On Friday night we joined the back of the long line that assembled outside of the McAllen Elk Lodge (equivalent to a legion). The evening plans included an $8 fish dinner and some live music by Sipes & The Country Playboys (featuring our friend Paul).
As we slowly slinked through the endless line, we finally approached the hot bar counter. “What’ll ya have darlin’?” the lady asked. The choices were such: beer battered fish, cornmeal battered fish or boiled fish – which appeared to be filets lounging lazily in an oil pool. Beer batter it was. Followed by a heaping scoop of dressing-drenched coleslaw, then the French fries and finally, the crown jewels, the hushpuppies. The entire plate was a yellowy-beige hue. It appears that vegetables are somewhat of a rarity in these parts.
The lodge was packed, as the sea of Stetsons and snap shirts finished up their meals in anticipation to bust their humps on the dance floor. The air was starting to haze from the thin streams of blue smoke that arose from various tables (it appears that the no smoking by-laws haven’t quite reached this part of the south yet).
As the amplifiers were switched on, the band began to play. Clean telecaster tones swirling with liquid lap steel swells filled out a steady stream of classic country songs. This was the place to be. Couples two-stepping across the parquet floor, only stopping to dip the soles of their boots in the cornmeal-filled buckets that lined the dance floor (dance wax, as the label would indicate). The kind of place where $5 would get you and your bearded honey two bottles of Busch, plus have enough change left over to give the table service a tip. The kind of party that swiftly wraps up at 9:30pm on the dot, and as quickly as the hall flooded full, it emptied just the same.

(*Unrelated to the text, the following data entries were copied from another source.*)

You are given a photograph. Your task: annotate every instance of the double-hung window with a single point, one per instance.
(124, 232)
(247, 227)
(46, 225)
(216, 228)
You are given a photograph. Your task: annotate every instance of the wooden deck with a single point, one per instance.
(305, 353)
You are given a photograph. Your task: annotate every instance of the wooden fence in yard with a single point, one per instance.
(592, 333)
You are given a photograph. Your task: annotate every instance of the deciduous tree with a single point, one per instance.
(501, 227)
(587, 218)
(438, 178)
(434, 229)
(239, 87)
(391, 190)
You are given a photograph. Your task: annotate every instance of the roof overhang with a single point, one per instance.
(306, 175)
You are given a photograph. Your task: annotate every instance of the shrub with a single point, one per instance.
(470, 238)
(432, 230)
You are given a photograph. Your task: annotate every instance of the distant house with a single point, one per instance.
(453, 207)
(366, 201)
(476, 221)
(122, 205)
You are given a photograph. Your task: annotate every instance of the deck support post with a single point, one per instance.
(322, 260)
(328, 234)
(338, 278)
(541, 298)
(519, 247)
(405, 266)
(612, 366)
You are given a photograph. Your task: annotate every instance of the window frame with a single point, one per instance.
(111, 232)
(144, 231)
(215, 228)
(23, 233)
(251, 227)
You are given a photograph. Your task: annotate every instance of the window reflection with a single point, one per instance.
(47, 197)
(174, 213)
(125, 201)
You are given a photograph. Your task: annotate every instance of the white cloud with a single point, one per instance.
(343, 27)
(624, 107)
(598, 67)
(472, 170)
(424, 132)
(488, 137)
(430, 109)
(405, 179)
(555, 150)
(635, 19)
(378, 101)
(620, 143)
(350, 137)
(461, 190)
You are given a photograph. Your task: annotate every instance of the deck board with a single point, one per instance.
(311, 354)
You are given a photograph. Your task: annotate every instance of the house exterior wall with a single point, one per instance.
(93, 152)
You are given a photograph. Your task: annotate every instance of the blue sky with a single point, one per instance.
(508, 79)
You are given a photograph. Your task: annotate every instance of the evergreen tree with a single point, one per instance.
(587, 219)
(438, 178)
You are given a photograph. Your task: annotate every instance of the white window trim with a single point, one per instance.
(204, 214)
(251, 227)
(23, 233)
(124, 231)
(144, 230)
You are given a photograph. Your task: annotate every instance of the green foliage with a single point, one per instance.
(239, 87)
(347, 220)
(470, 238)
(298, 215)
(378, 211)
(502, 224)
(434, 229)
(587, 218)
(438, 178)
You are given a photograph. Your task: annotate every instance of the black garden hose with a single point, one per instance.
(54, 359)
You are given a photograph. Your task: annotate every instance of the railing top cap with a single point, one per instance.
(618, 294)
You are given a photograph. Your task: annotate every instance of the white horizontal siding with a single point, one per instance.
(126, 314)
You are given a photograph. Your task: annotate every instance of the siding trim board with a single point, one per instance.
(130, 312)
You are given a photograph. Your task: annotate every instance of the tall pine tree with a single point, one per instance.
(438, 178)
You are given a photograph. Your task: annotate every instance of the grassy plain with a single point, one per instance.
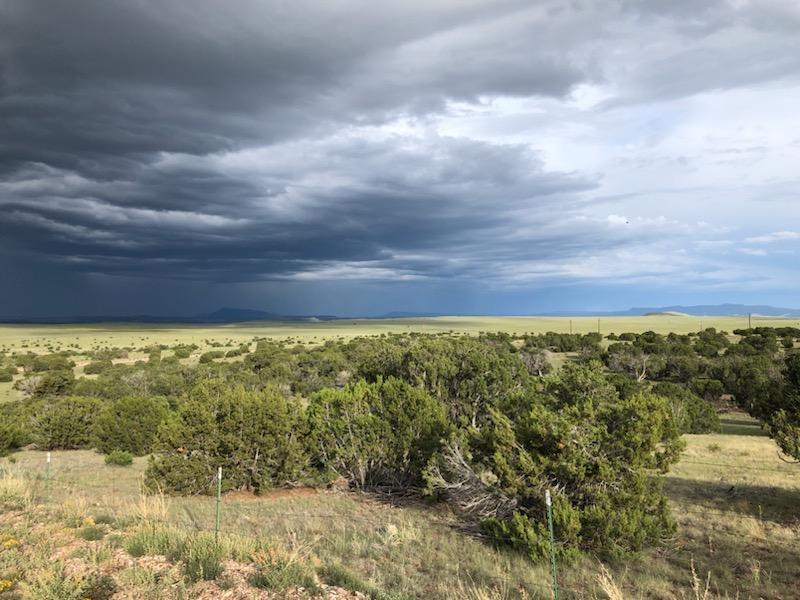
(735, 501)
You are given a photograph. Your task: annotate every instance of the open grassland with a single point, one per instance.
(43, 339)
(735, 500)
(85, 337)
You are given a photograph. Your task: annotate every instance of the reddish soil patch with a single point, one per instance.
(273, 494)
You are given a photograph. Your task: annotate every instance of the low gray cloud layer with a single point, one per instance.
(490, 144)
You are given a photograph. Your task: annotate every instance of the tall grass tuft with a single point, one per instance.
(607, 584)
(279, 571)
(201, 555)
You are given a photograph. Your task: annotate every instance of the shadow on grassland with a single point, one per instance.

After such a rip-roaring Friday night, we decided to hunker down on the island on Saturday. After all, it was our last night staying in the ritzy, ocean front RV park. When Sunday morning came, we started the pack-up process, secured the dishes and hitched our little home to the back of the truck once again. We were leaving the coast and heading into the thick of things. Back to Mission, back to the Circle T (this time we secured a lot in the nice part of the park – right across the street from Paul and his lovely wife Sue). Within an hour of setting up, we had folks coming up and introducing themselves (fellow Ontarians, who naturally spotted the plates). One kind man even gifted us with a bag of fresh oranges from the tree in his yard.
And so here we’ll stay for the next month. 30-days to try and figure out what we’ll do next. 30-days to finesse my shuffle board skills and eat enough fresh oranges to render my mouth full of canker sores.
This afternoon we’re off to another community jam. Brad and I have hatched an idea, which might just lead to a few gigs. We’ll let you know how it goes.